HEIMAR VERAS
Nasceu em Manaus, Amazonas.
BALADA DA CIDADE FLUTUANTE
O Rio Negro galopa a paisagem
morta e viva, viva e morta
dos flutuantes encharcados de tragédias.
O DESEMPREGO O ROUBO O CÁRCERE
— Vai, home, percura cumida, home.
— Mulé, toma o dinheiro qui arrumei.
— Entrou aí, o ladrão entrou aí, pega.
A NECESSIDADE O DESBRIO A VERGONHA
— Não, mamãe, ele é um monstro.
— Qui importa, não temo roupa nem vida.
— Eu era criança, minha mãe obrigou
O AMOR O CIUME O CRIME
— Vi um cabra aqui cuntigo, mulé.
— Foi Zé Anavaiada, o terror da puliça,
— Zé, pruquc mataste o marido dela.
O Rio Negro galopa a paisagem
morta e viva, viva e morta
dos flutuantes encharcados de tragédias.
A FOME A FEBRE A MORTE
— Dorme, fiinho, num tem arlimento.
— Mãinha, num quelo durmir, quelo cumer.
— Socorro, tá frio, acordou morto.
O FRACASSO O DESGOSTO A COVARDIA
— Me dá uma dose, peste, vou virá bicho.
— Virgulino, a puliça segue teus fio.
— Coitado de Virgulino, suicidou-se ontem.
O DESEJO A IGNORÂNCIA O PECADO
— Mamãe, tu tá pecando cumigo assim.
— Meu filho, gosto de ti como home.
— Arre diabo, os dois ficaram como cachorro.
A MISÉRIA A PRECE O CHORO
— Dorme, fiinho, esquece teu estômago.
— E o papai? Adonde tá o papai?
— Não chora, ele tá inda na prisão.
O Rio Negro galopa a paisagem
morta e viva, viva e morta
dos flutuantes encharcados de tragédias.
(Poema extraído de - http://catadordepapeis.blogspot.com/)
MELLO, Anisio. Lira amazônica - Antologia. Vol. i São Paulo: Edição Correio do Norte, 1970. 286 p. Ex. bibl. Antonio Miranda
Meu pensamento caminha, trôpego,
A estrada imane e ínvia do tempo.
Aquele caminho núbio que dantes percorri.

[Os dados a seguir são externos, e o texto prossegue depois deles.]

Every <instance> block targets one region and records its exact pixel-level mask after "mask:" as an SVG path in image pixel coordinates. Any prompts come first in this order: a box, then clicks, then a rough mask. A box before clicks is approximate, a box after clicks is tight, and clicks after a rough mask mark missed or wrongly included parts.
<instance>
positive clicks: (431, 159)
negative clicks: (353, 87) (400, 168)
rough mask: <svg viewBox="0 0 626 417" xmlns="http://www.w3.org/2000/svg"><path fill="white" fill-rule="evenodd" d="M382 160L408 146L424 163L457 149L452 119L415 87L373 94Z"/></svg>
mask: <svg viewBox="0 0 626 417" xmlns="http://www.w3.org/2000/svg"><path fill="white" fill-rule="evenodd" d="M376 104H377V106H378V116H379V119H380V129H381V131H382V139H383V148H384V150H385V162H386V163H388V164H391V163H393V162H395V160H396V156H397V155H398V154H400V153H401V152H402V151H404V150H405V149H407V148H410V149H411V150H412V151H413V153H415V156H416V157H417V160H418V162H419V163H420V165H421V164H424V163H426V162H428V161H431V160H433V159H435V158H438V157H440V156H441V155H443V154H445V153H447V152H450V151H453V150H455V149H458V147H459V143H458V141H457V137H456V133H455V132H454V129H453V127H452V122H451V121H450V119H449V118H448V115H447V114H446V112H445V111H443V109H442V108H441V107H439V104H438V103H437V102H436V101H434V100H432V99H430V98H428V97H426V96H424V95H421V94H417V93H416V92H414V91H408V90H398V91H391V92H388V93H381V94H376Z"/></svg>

Passa por sepulcros de meus idílios transatos
Sem ao menos querer relembrar um deles.
E eu atribulado pelo langor enervante do arquejo
Deixo-o parar ao lado de um túmulo sem flores,
no exórdio desta senda incomensurável, intransitável.
Ali minh´alma ajoelha-se e com estertor profundo
Faz uma eufemia em sufrágio de seu trespasse.
É o meu primeiro amor que ali está sepultado.
Ele fora levado ao jazigo funéreo do tempo
Quando chegara o epílogo de nosso derriço.
— Volta, pensamento, deixa-o dormir seu sono,
Pois nunca mais o será ressuscitado.
—Meu primeiro amor o tempo já levou-o!
E com lamúrias ruidosas volto à realidade.
(Em “O Jornal”, 21-10-62, Manaus)
FRUTO DO PECADO
Após a oração, encolhida ao cantinho da cama,
Pergunta a criança à mãezinha que triste ora:
“Mamãe, me responda, se a senhora me ama,
Por que meus colegas têm pai e eu não tenho agora?”
E não tendo resposta, a criança grita e clama:
“Mamãe, me diga, se é que a senhora me adora”.
E a mãezinha, com as mãos no rosto, exclama:
“Filho vá dormir, seu pai volta, não foi embora”.
“Como, quando eu era pequeno dizia que volta,
Já estou grande e a senhora diz a mesma história”,
Frisa a criança do canto da cama, com revolta.
E a mãe finda a oração, baixa o rosto enfadado,
e chorando abraça o pobre filho, merencória,
Dizendo: “Meu filho, errei na vida, você é o meu pecado”.